Estas son las reglas del juego, que no reflejan en absoluto lo que será la realidad: una vez elegido, el presidente de Estados Unidos sólo tendrá poder de iniciativa, podrá influir en los asuntos internos, pero no tomar decisiones sobre cuestiones clave. Es lo que se conoce como «poder del púlpito», es decir, el poder de dirigirse a la nación e interpelar a quienes realmente tienen capacidad legal para tomar decisiones: los miembros del Congreso, los gobernadores de los estados y el Tribunal Supremo.

En cambio, en el plano internacional, el presidente de Estados Unidos dispone de un margen de maniobra mucho mayor. Es el amo supremo de la diplomacia y, en cierto modo, de la paz y de la guerra, aunque ciertamente bajo el control, como hemos dicho del Senado, el Ejército y la opinión pública. Pero en caso de peligro inmediato, como en tiempos de guerra, el presidente es el único con poder de decisión.

En definitiva, la elección entre Donald Trump y Kamala Harris no cambiará realmente el destino del estadounidense medio: la vida cotidiana en Estados Unidos está mucho más influida por los Gobiernos locales que por el poder de Washington, lejano e impotente para gestionar la economía, el empleo o la seguridad de las ciudades.

Paradójicamente, el destino de los habitantes de Kiev y Taipéi está mucho más en juego en estas próximas elecciones que el de los de Chicago o Miami. Si resulta elegido Donald Trump, personaje imprevisible donde los haya, es probable que se reaviven las ambiciones imperiales de China y Rusia. El Partido Republicano moldeado por Trump se ha vuelto profundamente aislacionista, bastante indiferente hacia el destino de Europa y aún más hacia el de la democracia en todo el mundo. Kamala Harris, en cambio, seguramente seguirá la línea trazada por Joe Biden: la de la intervención sin remordimientos, en todas partes, en nombre de la democracia, pero también de los intereses de Occidente. Y sea cual sea el resultado, podemos prever que al menos un país seguirá estando protegido por el paraguas militar estadounidense: Israel. Israel goza de un apoyo inquebrantable en Estados Unidos, no tanto por parte de la población judía, modesta en número, sino de la masa de protestantes evangélicos, verdadera punta de lanza de un sionismo aún más místico que estratégico.

Estas elecciones no solo determinarán el destino de los países en primera línea –Ucrania, Israel o Taiwán–, sino también el nuestro, en Europa. Si Trump es elegido, está claro que la OTAN se debilitará y que los europeos tendrán que invertir mucho más en su defensa común. Y Trump, por imprevisible que sea, es sensible a los intereses económicos de Estados Unidos, lo que podría llevarle a frenar las importaciones procedentes de Europa y a debilitar el dólar.
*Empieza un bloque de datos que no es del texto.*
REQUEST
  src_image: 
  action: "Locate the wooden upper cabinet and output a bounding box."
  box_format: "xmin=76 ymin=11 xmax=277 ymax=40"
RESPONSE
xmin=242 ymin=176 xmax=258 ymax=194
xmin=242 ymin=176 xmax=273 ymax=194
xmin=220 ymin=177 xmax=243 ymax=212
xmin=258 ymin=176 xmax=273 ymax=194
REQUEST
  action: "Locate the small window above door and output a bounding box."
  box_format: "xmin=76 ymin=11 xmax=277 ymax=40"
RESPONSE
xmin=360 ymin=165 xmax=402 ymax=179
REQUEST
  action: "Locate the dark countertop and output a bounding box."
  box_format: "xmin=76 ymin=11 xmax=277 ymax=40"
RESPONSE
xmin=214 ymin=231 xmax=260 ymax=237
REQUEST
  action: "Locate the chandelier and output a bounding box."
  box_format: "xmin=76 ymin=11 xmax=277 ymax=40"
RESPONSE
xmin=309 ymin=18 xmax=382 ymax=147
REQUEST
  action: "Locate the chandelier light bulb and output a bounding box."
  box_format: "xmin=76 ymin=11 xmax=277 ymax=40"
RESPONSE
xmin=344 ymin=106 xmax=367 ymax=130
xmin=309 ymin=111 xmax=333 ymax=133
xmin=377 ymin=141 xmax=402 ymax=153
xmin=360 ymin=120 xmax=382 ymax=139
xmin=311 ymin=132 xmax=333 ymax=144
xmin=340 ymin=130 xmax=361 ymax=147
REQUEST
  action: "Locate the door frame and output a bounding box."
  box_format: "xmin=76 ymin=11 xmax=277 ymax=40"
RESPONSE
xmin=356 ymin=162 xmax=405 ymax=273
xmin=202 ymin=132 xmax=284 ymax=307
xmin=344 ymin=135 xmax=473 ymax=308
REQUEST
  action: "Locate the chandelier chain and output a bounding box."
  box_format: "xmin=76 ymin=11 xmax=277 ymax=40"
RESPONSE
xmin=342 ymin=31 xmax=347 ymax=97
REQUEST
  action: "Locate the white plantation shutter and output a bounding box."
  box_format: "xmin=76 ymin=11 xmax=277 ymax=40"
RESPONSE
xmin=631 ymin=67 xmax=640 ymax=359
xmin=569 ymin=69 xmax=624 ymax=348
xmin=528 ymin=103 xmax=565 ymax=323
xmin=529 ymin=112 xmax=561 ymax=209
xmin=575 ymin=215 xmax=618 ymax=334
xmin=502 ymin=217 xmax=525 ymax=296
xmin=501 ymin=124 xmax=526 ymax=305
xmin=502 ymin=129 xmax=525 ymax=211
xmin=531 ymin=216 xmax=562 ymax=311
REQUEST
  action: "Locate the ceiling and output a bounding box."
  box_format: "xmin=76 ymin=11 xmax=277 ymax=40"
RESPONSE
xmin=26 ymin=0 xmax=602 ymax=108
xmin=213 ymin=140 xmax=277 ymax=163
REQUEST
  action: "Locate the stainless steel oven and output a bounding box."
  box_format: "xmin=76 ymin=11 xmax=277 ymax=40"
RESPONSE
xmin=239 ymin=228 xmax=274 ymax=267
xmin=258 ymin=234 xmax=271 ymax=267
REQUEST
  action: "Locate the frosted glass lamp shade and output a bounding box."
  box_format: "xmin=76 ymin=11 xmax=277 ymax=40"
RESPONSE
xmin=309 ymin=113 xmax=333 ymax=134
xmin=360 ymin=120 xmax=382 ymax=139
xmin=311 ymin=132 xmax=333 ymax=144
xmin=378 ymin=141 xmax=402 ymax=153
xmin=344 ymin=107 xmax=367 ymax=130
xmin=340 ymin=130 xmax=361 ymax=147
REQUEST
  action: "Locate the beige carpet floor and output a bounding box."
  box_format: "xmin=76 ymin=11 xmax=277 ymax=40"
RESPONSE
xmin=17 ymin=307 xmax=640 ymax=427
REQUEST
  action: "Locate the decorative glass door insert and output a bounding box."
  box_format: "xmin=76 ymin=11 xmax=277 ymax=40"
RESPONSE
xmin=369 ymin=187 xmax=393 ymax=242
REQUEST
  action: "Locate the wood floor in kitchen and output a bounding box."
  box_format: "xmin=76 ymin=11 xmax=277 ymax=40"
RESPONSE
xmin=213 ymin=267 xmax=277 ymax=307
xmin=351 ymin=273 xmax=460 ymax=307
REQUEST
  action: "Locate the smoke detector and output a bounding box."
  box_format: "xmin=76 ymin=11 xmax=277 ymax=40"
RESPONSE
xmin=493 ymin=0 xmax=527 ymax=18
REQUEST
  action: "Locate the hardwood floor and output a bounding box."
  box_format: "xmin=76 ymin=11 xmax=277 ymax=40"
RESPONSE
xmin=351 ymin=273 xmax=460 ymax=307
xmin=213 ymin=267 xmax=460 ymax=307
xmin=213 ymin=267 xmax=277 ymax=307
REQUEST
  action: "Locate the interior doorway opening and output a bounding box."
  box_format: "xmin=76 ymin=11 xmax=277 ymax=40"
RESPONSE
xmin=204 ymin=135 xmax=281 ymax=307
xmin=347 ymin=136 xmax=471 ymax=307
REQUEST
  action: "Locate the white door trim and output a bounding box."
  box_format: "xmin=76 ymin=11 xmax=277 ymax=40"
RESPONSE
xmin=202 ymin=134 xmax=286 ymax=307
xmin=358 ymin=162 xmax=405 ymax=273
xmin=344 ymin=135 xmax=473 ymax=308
Esto no nos hará mucho bien. Pero no dramaticemos: podemos estar tranquilos porque ambos candidatos, en nombre de los intereses de Estados Unidos pero también de los nuestros, protegerán las líneas de comunicación internacionales, en particular las rutas marítimas, que son una de las condiciones para el buen funcionamiento de la economía mundial.

Teniendo en cuenta todos estos supuestos, no nos corresponde a nosotros desear la victoria de uno u otro ya que, lamentablemente, no tenemos ni derecho de voto ni la más mínima incidencia política en Estados Unidos. Tampoco debemos exagerar los efectos del resultado. Tanto para los ciudadanos de Estados Unidos como para los del resto del mundo, esta elección sólo tendrá alguna influencia marginalLos dictadores y sus secuaces preferirán a Donald Trump, los demócratas preferirán a Kamala Harris, pero en cualquier caso, el presidente de Estados Unidos, sea quien sea, seguirá siendo el presidente del mundo durante años. De momento, la potencia estadounidense, ya sea en ciencia, en economía, en estrategia o en lo militar, tiene adversarios. Pero todavía no tiene rivales de su nivel; así son las cosas, y no veo ninguna razón de peso para quejarnos. Si hace falta un amo del mundo para mantener un nivel mínimo de orden, prefiero sin duda que esté en Washington antes que en Pekín o en Moscú.